5. Timing is very important: This is something I am learning the hard way. The way things are going with my job hunting process, I think I missed the “prime time” by a couple of months. Most industries have a particular “season” in which the bulk of the hiring takes place. Try to find that sweet spot well in advance and plan accordingly. Bigger organizations usually have a lot of time lag between the time you submit your resume and the time they actually read it and act on it.
6. Luck plays an important role: With this, I am just acknowledging the fact that there is a strong luck factor in determining whether you get a certain job or not. By making some wise choices you may be able to influence this factor a little bit, but you certainly cannot eliminate it completely. As such, a successful job hunt deserves a little humility (especially when you talk about it to your friends/peers who may not have been equally successful).
7. Don’t burn your bridges behind you: The most obvious “duh” suggestion here is to not leave your current job unless you get a written confirmation about your new job - whenever possible. Word of mouth is not a confirmation. Also, let your job search anxiety be your own problem - if you are not sure about leaving your current job, don’t start harping on your efforts to find a new job; uncertainty leads to anxiety which in turn leads to panic. In short, make sure that you are in a position to continue with your current job peacefully in case your job hunt ends unsuccessfully.
8. Keep smiling and be positive: This advice comes from my advisor. He probably realized that I am a little bit on the cynical side and sometimes can’t resist the temptation of a casual sarcastic remark. Negative attitude doesn’t help. People like happy people. People like positive people. Keep your sarcasm restricted to your blogs and comments on blogs (note to self).
9. Maintain good relations with your potential references: This is especially important for students (strained relations between students and their academic advisors are not uncommon). References are taken seriously in this country and all your good work can turn out to be useless if you can’t get your professors to say a few good words about you.
If you are not sure whether your boss/professor will strongly recommend you for a job, don’t give his/her name as a reference.

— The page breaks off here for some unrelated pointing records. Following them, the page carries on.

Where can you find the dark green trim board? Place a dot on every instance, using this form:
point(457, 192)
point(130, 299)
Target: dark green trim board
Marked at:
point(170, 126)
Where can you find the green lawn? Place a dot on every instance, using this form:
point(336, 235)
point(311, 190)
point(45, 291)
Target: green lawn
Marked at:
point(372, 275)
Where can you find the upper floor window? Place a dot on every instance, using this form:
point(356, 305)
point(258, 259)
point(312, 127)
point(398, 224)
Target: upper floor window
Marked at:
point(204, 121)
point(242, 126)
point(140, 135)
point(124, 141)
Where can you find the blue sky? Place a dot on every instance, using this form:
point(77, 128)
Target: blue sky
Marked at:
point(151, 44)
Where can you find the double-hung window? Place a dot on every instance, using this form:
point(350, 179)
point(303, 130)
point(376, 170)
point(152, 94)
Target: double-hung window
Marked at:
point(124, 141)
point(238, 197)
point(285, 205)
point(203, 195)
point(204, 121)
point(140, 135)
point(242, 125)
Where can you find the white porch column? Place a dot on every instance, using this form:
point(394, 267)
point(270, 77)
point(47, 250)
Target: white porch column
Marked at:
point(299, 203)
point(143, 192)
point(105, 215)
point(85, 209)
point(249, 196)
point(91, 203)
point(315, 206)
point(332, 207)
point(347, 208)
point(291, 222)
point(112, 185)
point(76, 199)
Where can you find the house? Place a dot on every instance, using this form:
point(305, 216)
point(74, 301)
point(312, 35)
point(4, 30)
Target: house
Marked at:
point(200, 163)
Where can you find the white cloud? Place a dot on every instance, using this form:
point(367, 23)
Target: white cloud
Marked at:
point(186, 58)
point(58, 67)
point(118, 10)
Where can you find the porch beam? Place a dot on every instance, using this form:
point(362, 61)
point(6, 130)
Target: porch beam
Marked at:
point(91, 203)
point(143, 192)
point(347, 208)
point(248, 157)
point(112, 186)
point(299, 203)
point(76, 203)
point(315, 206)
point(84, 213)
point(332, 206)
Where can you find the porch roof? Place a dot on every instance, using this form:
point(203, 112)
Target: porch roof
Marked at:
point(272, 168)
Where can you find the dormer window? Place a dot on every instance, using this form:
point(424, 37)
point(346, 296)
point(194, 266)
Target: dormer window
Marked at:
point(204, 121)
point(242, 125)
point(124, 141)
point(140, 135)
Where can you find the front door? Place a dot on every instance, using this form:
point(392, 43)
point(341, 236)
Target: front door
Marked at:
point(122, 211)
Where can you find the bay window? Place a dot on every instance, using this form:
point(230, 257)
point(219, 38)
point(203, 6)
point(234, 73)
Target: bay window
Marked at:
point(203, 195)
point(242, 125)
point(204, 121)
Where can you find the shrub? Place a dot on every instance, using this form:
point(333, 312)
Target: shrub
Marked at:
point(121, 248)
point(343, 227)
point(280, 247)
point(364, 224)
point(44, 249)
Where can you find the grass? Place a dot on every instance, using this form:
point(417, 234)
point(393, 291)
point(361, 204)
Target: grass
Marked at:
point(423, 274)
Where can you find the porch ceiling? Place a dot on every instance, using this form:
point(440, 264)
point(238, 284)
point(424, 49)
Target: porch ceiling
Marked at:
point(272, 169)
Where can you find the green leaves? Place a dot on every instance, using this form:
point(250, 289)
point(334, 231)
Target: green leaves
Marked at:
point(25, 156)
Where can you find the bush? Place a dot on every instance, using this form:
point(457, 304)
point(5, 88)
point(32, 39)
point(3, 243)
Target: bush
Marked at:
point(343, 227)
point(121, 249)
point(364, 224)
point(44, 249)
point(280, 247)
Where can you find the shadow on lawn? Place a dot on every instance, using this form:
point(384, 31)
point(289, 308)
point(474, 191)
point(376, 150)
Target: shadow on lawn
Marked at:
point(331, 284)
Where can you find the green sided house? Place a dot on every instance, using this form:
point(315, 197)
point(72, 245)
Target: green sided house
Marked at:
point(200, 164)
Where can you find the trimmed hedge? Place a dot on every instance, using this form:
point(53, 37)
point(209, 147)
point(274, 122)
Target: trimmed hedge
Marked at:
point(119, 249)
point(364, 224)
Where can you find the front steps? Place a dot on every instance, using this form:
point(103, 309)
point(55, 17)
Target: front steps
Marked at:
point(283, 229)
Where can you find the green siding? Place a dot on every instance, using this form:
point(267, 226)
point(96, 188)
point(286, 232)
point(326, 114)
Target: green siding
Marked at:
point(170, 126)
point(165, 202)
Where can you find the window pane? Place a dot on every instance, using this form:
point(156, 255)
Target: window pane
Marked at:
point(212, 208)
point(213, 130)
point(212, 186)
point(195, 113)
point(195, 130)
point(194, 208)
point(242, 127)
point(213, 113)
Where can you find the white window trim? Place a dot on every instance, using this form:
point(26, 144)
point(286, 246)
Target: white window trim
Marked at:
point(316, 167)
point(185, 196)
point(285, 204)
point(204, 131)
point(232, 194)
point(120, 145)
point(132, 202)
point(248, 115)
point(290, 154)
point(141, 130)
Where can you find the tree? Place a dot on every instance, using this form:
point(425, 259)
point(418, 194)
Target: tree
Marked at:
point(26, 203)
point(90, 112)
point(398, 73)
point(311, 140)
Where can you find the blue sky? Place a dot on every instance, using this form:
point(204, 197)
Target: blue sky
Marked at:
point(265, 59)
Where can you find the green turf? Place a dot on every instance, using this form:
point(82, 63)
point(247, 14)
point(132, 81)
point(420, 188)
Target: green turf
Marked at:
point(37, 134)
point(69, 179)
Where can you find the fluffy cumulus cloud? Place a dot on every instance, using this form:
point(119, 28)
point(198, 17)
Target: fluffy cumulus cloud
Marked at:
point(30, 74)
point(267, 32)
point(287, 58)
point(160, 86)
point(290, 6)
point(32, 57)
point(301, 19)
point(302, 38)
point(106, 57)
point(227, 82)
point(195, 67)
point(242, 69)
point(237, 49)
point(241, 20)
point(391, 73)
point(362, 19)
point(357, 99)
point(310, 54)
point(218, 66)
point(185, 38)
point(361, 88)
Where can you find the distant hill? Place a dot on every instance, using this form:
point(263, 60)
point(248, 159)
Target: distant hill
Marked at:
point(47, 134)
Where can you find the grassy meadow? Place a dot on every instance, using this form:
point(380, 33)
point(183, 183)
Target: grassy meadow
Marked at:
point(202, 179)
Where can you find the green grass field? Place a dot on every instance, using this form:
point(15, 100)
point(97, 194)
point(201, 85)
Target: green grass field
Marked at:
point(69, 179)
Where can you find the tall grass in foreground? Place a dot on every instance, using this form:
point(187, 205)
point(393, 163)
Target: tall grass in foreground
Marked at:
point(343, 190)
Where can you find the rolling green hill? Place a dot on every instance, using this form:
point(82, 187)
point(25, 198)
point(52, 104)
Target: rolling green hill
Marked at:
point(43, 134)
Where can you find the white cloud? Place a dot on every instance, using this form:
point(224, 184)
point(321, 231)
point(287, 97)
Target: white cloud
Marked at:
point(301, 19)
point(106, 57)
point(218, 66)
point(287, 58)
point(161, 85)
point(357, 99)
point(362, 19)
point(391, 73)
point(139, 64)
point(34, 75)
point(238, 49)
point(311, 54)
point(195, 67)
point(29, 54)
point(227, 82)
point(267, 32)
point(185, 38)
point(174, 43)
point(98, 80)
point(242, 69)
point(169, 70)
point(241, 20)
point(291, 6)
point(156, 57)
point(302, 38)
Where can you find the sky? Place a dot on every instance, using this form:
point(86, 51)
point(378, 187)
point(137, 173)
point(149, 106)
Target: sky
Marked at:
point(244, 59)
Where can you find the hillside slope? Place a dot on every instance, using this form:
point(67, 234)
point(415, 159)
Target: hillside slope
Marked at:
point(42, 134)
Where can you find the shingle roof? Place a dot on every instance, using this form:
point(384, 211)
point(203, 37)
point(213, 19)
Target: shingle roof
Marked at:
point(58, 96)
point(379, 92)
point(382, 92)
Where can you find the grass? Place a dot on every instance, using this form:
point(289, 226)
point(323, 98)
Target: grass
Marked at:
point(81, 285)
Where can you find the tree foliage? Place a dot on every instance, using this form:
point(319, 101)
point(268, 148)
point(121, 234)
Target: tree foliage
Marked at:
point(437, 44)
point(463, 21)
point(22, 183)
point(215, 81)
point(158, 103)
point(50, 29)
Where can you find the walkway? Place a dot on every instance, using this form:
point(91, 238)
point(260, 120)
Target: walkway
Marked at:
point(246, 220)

If you don’t get along too well with your boss, try to cultivate good professional relations with other people in your department so that you can forward their names as references if needed.
10. Improvise: Be prepared to improvise on what you want to say/do during the interview, depending on how the interviewer is reacting to what you are saying/doing. It helps to watch your interviewers closely - it’s not too difficult to see that you are boring them to sleep; when that happens, you need to bring your boring activity/story to an end and switch to something more interesting. On the other hand, if you sense that your interviewers are showing interest in a certain topic, try to feed them more of it and convert it into a selling opportunity.
If you are more of a planning type of person, instead of relying on your improvisation skills, have a plan B ready (or maybe even plan C and plan D).
11. Other things that can cause embarrassment: A few of my on-site interviews culminated in the companies asking for background information (and for my permission to pull up my background information from third-party sources). To my chagrin, I had to mention something unexpected over and over again - a speeding ticket! Yes, a speeding ticket is considered a criminal conviction (albeit a minor one) and you may probably need to present some explanation if you have a whole bunch of them. I wish I had this wisdom before I got the ticket.
I don’t think people can deny you a job based on your speeding tickets (or may be they could, I don’t really know), but it sure is embarrassing to exhibit your lack of driving discipline to your potential employers.
Apart from the general discussion above, here are some pretty useful tips specific to the interviewing process; be sure to take a look.
Another observation, that didn’t find a place in the above list. It’s about interviewers who start interviews with this: “So, tell me about yourself“. More often that not, in my case, it has turned out to be a sign that the interviewer has not prepared well for the interview. It sounds to me like a filler when you don’t have any intelligent questions to ask. Observe your interviewers closely after they throw that “tell me about yourself” at you … in all likelihood, while you are trying to construct a history of your life for them, they are probably reading your resume for the first time.